"That's all right," his friend said heartily, "I've enjoyed having you, and so has Paul, I know. I shall hear from you occasionally, I hope, and maybe the Golden Falcon will have you on board for some other trip."
"Thank you ever so much, sir," Colin answered; "but I guess I'm booked for college steadily until next summer, and the Bureau of Fisheries during vacation."
But Colin was mistaken in his idea that almost
a year would elapse before he was busy again with Fisheries work, for shortly before the end of his first term, he received a letter from his father in which the suggestion was made that the boy should spend a week on the Great Lakes during the Christmas vacation, to get an idea of what winter work was like. Colin smiled as he read the letter, for he knew well that he was 'in for it,' since his father would make him go through every step of the training.
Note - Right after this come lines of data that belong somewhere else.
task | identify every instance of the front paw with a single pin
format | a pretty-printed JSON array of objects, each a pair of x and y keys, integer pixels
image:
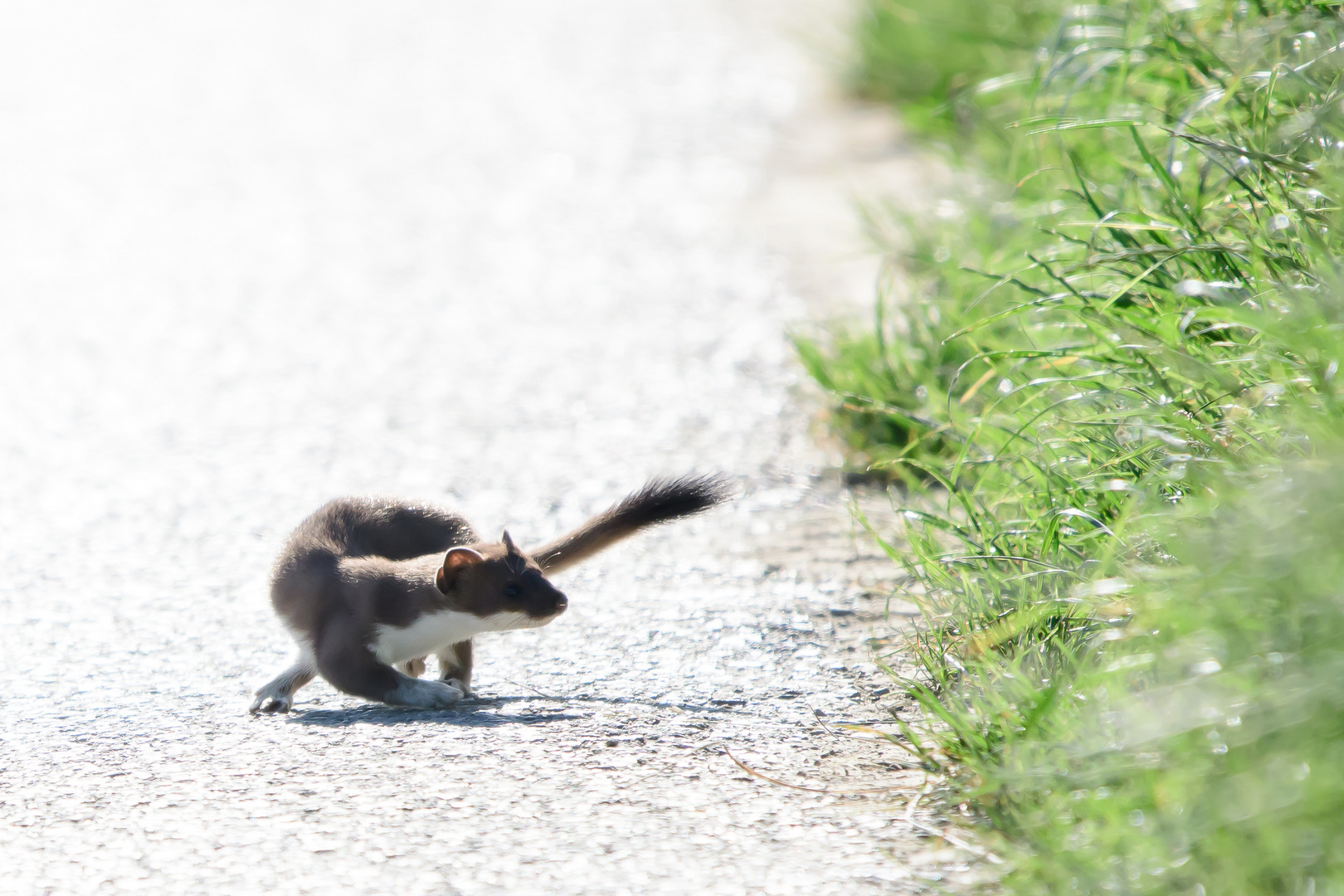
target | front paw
[
  {"x": 273, "y": 704},
  {"x": 461, "y": 685},
  {"x": 425, "y": 694}
]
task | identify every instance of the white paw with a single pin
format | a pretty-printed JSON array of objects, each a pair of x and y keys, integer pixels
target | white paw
[
  {"x": 425, "y": 694},
  {"x": 461, "y": 685},
  {"x": 273, "y": 702}
]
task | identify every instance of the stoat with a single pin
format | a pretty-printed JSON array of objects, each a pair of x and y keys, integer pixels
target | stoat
[{"x": 370, "y": 587}]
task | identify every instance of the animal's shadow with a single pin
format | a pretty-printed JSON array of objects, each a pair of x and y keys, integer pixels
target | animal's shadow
[{"x": 470, "y": 712}]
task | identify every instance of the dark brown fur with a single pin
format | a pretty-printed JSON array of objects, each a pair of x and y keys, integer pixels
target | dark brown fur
[{"x": 368, "y": 587}]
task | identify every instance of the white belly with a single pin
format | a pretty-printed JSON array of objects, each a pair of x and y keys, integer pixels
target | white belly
[{"x": 436, "y": 631}]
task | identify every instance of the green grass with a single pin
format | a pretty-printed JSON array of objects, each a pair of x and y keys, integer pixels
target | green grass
[{"x": 1113, "y": 416}]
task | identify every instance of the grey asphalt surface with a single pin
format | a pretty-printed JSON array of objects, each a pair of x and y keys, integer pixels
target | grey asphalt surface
[{"x": 257, "y": 256}]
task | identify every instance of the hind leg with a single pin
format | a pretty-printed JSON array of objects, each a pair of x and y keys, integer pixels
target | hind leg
[
  {"x": 455, "y": 666},
  {"x": 350, "y": 666},
  {"x": 279, "y": 694}
]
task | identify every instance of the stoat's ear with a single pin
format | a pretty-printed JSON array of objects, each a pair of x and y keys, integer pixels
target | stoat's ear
[{"x": 455, "y": 561}]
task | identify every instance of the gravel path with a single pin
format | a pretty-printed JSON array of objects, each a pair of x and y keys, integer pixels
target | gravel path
[{"x": 256, "y": 256}]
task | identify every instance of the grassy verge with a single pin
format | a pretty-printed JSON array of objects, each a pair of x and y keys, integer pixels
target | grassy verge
[{"x": 1113, "y": 416}]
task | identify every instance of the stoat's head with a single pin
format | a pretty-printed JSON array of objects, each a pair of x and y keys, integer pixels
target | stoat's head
[{"x": 499, "y": 581}]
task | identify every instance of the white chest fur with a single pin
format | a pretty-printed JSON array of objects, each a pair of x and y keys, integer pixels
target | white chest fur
[{"x": 436, "y": 631}]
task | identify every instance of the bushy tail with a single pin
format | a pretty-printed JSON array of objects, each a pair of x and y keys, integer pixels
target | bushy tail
[{"x": 659, "y": 501}]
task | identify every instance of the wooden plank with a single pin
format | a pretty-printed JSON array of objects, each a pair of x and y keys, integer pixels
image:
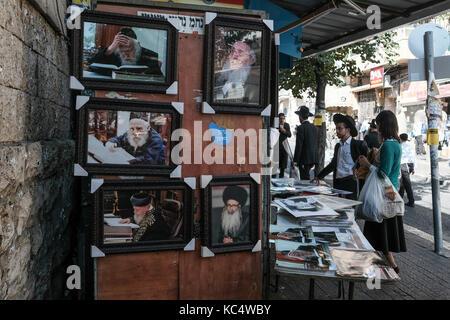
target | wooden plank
[
  {"x": 138, "y": 276},
  {"x": 223, "y": 277}
]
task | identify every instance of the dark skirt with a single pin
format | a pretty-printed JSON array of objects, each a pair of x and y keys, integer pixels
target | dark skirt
[{"x": 387, "y": 236}]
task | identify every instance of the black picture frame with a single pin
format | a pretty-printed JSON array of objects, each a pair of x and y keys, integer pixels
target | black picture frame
[
  {"x": 207, "y": 221},
  {"x": 144, "y": 185},
  {"x": 129, "y": 21},
  {"x": 209, "y": 56},
  {"x": 131, "y": 106}
]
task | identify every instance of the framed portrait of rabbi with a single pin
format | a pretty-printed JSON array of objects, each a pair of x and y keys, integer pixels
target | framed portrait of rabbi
[
  {"x": 143, "y": 215},
  {"x": 122, "y": 52},
  {"x": 236, "y": 75},
  {"x": 230, "y": 213},
  {"x": 127, "y": 137}
]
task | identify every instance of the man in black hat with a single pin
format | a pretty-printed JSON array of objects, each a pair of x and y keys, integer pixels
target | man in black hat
[
  {"x": 346, "y": 154},
  {"x": 151, "y": 223},
  {"x": 305, "y": 155},
  {"x": 235, "y": 222},
  {"x": 126, "y": 50}
]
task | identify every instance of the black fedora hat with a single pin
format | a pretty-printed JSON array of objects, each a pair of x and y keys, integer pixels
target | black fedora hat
[
  {"x": 128, "y": 32},
  {"x": 304, "y": 112},
  {"x": 349, "y": 121}
]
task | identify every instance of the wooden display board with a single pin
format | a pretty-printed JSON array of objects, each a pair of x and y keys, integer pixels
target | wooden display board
[{"x": 185, "y": 274}]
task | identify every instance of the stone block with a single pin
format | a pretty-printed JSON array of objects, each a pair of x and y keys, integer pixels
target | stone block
[{"x": 13, "y": 114}]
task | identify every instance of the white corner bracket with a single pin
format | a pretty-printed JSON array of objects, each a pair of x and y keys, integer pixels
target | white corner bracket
[
  {"x": 209, "y": 17},
  {"x": 174, "y": 22},
  {"x": 190, "y": 246},
  {"x": 256, "y": 177},
  {"x": 95, "y": 184},
  {"x": 205, "y": 180},
  {"x": 277, "y": 39},
  {"x": 269, "y": 24},
  {"x": 179, "y": 106},
  {"x": 81, "y": 101},
  {"x": 267, "y": 111},
  {"x": 173, "y": 89},
  {"x": 206, "y": 253},
  {"x": 176, "y": 173},
  {"x": 191, "y": 182},
  {"x": 96, "y": 252},
  {"x": 78, "y": 171},
  {"x": 75, "y": 84},
  {"x": 276, "y": 122},
  {"x": 206, "y": 108},
  {"x": 257, "y": 247}
]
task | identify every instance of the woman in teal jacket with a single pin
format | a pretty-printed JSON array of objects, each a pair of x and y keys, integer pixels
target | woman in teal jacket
[{"x": 387, "y": 236}]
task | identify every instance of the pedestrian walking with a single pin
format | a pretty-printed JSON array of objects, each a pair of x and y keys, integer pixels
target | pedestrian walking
[
  {"x": 406, "y": 168},
  {"x": 372, "y": 137},
  {"x": 285, "y": 132},
  {"x": 305, "y": 155},
  {"x": 387, "y": 236},
  {"x": 346, "y": 154}
]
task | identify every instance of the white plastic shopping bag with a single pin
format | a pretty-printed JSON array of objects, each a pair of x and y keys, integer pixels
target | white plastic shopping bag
[{"x": 380, "y": 200}]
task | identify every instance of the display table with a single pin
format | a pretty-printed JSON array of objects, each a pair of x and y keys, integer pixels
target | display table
[{"x": 288, "y": 220}]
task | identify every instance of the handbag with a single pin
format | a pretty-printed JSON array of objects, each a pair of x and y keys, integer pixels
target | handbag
[{"x": 380, "y": 200}]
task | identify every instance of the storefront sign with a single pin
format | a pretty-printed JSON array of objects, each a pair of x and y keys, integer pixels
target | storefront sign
[
  {"x": 239, "y": 4},
  {"x": 185, "y": 24},
  {"x": 376, "y": 77}
]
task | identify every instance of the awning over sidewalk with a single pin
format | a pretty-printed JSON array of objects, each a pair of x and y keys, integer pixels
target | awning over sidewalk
[{"x": 329, "y": 24}]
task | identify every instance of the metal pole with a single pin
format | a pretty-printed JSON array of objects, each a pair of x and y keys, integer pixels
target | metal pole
[{"x": 434, "y": 112}]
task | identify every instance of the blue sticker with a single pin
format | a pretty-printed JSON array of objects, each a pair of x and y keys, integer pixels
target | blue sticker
[{"x": 221, "y": 136}]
Accordingly, one cold day, he found himself aboard the steamer Mary N. Lewis, which had been chartered by the Bureau for a couple of weeks' trawling in Lake Michigan. A bitter wind was blowing and lumps of ice floated near the shores. The whitefish were not plentiful that winter, and when the nets came up and Colin had to pick fish out, b-r-r-r, but it was cold! A great many of the fish were not ripe for spawning and had to be thrown back again, which delayed matters greatly and kept the party on the water for several days.
Frequently Colin's lips were blue and his fingers numb, while his ears and cheekbones and chin felt as though they were being sliced off gradually by the blasts blowing down from icy
Canada, but he knew that, to a certain extent, he was on trial, and he laughed and joked and managed to keep his spirits up, though his teeth chattered. There was no great amount of excitement in catching the whitefish and securing the spawn for development in the hatchery, but it was a test of endurance, and incidentally the boy learned much about the fishes of the Great Lakes.
"There's one thing I don't quite see, though," he said one day to the government fish culturist, with whom he was working; "and that is, why we need to do this."
"How do you mean, Dare?"
"Well, in the West, they hatch young salmon because the old salmon are caught going up the river before they spawn, and they die, anyway; but here they have all the room they want for spawning, and I should think Nature would look after it."